The monetization angle, from what's been reported, likely involves either a licensed installation — think a physical decoding challenge that visitors pay a small fee to enter, something in the range of a few euros per attempt — or a branded digital extension tied to a sponsor. Neither is inherently scandalous. Event-floor experiences cost money to build, and Rundisc is a small studio. Revenue from licensing a convention experience isn't automatically a compromise.
The tension at the center of this
Here's the honest problem: Chants of Sennaar works because you are alone with it. The isolation isn't incidental. The game is explicitly about the failure of civilizations to communicate across cultural boundaries — the Tower of Babel structure isn't decorative, it's the thesis. You decode languages precisely because nobody around you will explain them. Turning that into a group activity with a timer and a leaderboard inverts the entire premise.
Whether Rundisc had meaningful creative input into this arrangement is the question I'd want answered before forming a firmer opinion. Small studios often lack the leverage to push back on how publishers or event partners package their IP. Focus Entertainment has a reasonable track record with its indie label, but 'reasonable' and 'protective of artistic intent at convention scale' are not the same thing.

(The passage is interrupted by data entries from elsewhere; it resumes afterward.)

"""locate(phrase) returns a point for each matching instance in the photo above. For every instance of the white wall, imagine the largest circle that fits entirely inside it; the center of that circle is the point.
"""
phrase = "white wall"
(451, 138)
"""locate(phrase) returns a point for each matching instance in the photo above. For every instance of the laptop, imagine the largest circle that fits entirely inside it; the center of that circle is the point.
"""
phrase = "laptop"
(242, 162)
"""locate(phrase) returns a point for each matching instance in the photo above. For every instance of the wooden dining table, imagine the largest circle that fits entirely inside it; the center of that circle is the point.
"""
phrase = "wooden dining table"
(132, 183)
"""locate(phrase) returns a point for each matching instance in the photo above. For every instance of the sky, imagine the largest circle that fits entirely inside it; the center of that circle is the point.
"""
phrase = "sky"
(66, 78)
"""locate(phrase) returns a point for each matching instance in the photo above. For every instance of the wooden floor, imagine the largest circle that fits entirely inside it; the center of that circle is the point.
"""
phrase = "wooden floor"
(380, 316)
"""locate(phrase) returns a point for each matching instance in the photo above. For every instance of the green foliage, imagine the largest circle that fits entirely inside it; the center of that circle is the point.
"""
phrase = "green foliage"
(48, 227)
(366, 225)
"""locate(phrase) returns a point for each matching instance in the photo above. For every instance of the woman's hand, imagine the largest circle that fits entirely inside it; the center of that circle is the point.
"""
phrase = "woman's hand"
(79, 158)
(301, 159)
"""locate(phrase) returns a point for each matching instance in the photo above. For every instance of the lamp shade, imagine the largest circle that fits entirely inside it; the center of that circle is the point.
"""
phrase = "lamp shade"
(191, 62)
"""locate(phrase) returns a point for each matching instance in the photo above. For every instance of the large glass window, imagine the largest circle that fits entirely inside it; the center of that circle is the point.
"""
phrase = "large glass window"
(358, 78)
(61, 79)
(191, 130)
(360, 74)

Precedents worth thinking about
This isn't a new tension. Supergiant's games, particularly Hades, have been adapted into tabletop experiences and limited merchandise lines without the core games feeling cheapened. But Hades has combat systems and character relationships that translate cleanly into other formats. The decoded language system in Chants of Sennaar is more fragile — it depends on ignorance, on the player not yet knowing. Once you've solved a glyph, the magic is spent.
A closer parallel might be Return of the Obra Dinn, which also trades in slow deduction. Lucas Pope has been careful — perhaps overly careful, depending on who you ask — about how that game gets used outside its original context. Rundisc will face the same question now at a larger scale.
What would actually work
If the goal is genuine engagement rather than brand adjacency, there's a version of this that makes sense: a self-paced installation, designed for a single visitor at a time, using a constructed language that doesn't appear in the existing game — purpose-built for the event, drawing on the same design philosophy without cannibalizing the source material. That protects both the player experience and the game's replayability for people who haven't bought it yet.
Whether that's what's actually being built remains unclear. Gamescom 2025 announcements tend to solidify in the weeks before the August event, so more detail should emerge. For now, the concept sits in that uncomfortable space between interesting and worrying.
Chants of Sennaar earned its reputation by trusting players to sit with confusion longer than most games would dare. The version of this Gamescom activation that would honour that legacy is one that does the same. The version that doesn't is just a logo on a wall with a glyph next to it.